Maserati is celebrating its centenary in 2014. One hundred years have passed since Alfieri, Ettore and Ernesto Maserati opened their first workshop in Bologna on December 1, 1914.
Maserati is celebrating its 100th anniversary in grand style all over the world. Celebrations started on December 2, 2013, the day the company entered its 100th year and will last for twelve months until December 2014.
The epicentre of these celebrations will be in Modena, the town where Maserati moved in 1939 and where the company’s global headquarters is still located today.
From June through December, the Museo Casa Enzo Ferrari will be hosting a special exhibition dedicated to the Maserati centenary. In September, the official international Maserati gathering will bring at least 300 vintage Maseratis to Modena from all over the world.
For 2013, Maserati posted a 148% increase in shipments to 15,400 vehicles, driven by the success of the new Quattroporte and Ghibli models launched during the year. For the Quattroporte, released in March of 2013, shipments totaled 7,800 units. For the Ghibli, a total of 2,900 units were shipped between launch in October and year end. On 31 December, order intake for the two new models totaled 13,000 units each.
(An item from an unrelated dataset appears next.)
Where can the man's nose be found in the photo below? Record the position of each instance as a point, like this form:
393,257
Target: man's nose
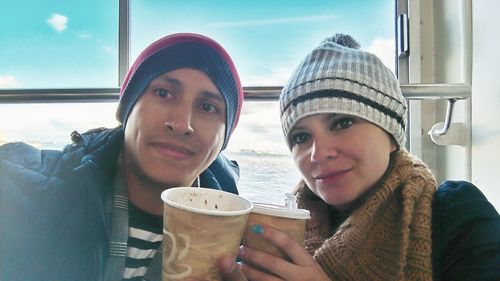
179,121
Combined shipments for the GranTurismo and GranCabrio were in line with 2012 at 4,700 units for the year. All markets contributed positively to the significant year-over-year increase. The USA remained the brand’s number one market with shipments up 138% over the prior year to 6,900 units. China, the brand’s second largest market, recorded the highest percentage increase with shipments up 334% to 3,800 units. Even in Europe, where economic conditions remained difficult, shipments were up 133% to 2,500 units on the back of the contribution of the new models. Results were also strong for the Asia-Pacific region (excluding China) and the Middle East, which registered increases of 52% (1,300 vehicles) and 81% (750 vehicles), respectively.
Revenues totaled €1,659 million for the year, an increase of 120% over 2012.
Maserati closed 2013 with full-year trading profit of €171 million, or 10.3% margin, representing a €114 million increase over the prior year (€57 million in 2012).
EBIT, which included a €65 million write-down of previously capitalised R&D related to a new model the development of which has now been switched to a more technically advanced platform considered more appropriate for the Maserati brand, totaled €106 million. The year-over-year improvement reflected the significant increase in volumes.
Maserati’s fourth quarter revenues totaled €776 million, representing 47% of revenues for the full year and nearly four-times the Q4 2012 level, with a significant contribution from the newly-launched Ghibli.
Trading profit was €123 million for the quarter, an increase of €110 million over Q4 2012. EBIT, which included the above mentioned unusual charge, was €58 million.